In January 2016, the father took the boys on a two-week holiday in New York with the consent of the mother. Prior to the expected return of the boys, the father’s solicitor informed the mother that the father had decided to remain in the United States indefinitely and the boys had decided to stay with him. The mother filed an urgent application for orders in the Family Court of Australia that the boys be returned to Australia and, pending further order, that they live with her.
The trial judge found it was in the best interests of the boys for them to return to Australia pending a determination about whether they would continue to live in Australia or move to the United States. Provision was made for the children to live with friends’ families if the boys did not wish to live with the mother.
On appeal to the Full Court of the Family Court of Australia, the father submitted that the trial judge failed to give appropriate weight to the views expressed by the boys. A majority of the Full Court dismissed the father’s appeal. Ryan and Aldridge JJ reiterated the position in cases such as Maldera & Orbel (2014) FLC ¶93-602, that it is not the case that a judge is obliged to make orders consistent with a child’s stated views, rather that they are obliged to consider the weight to be given to stated views. Their Honour’s found that there were a number of factors which resulted in the trial judge reducing the weight he would have otherwise given to the boys views, including that the father’s desire to live in New York had influenced them. Le Poer Trench J, in dissent, held that the trial judge erred in failing to obtain from the children their views on the matter before holding that ordering their return was in their best interests.
The High Court unanimously held that the trial judge did not err in exercising his discretion to make the orders. Their Honours considered s 60CC(3)(a), which only requires that views of a child be considered, and rejected the father’s argument that the trial judge erred in discounting the boys views as he had formed an adverse view of the father’s actions.
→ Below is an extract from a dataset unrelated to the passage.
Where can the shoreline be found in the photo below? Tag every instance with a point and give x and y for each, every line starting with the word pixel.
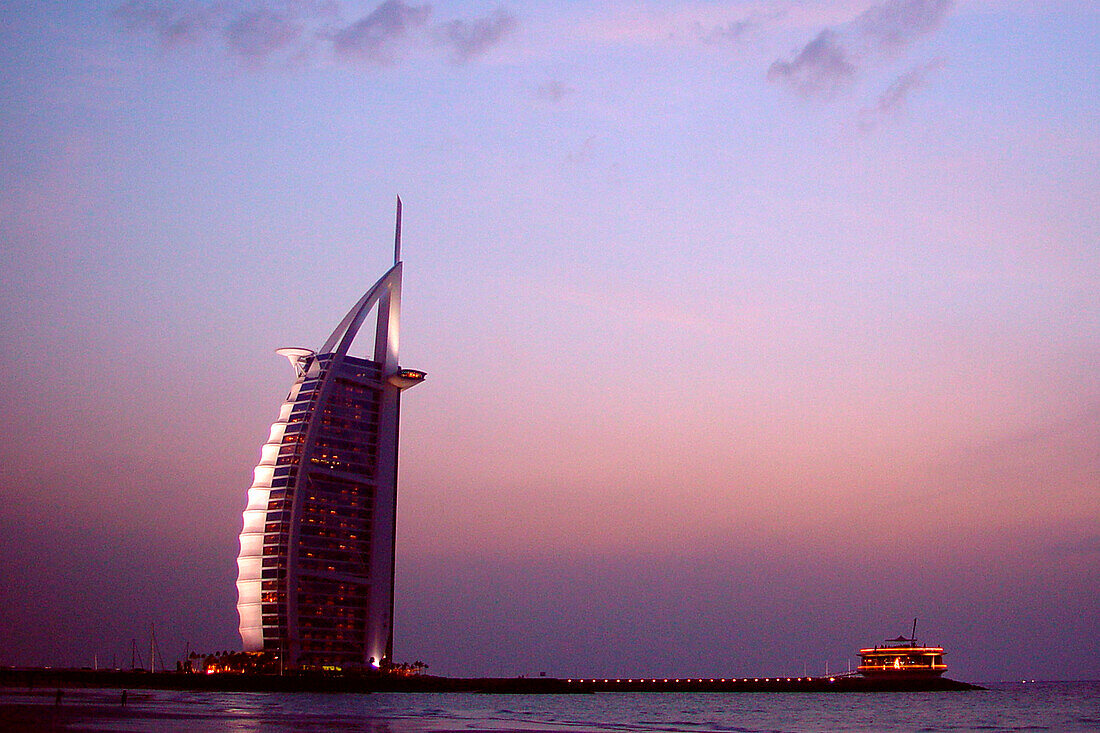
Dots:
pixel 48 679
In relation to the provision that the boys could live with their friends’ families, their Honours considered s 64C and rejected the father’s argument that the trial judge erred in not ascertaining the boys views as to these alternative living arrangements.
Ultimately this case demonstrates that the wishes of a child is only one factor that is to be taken into account when determining the best interests of a child, even if the child is older and is able to strongly express their views.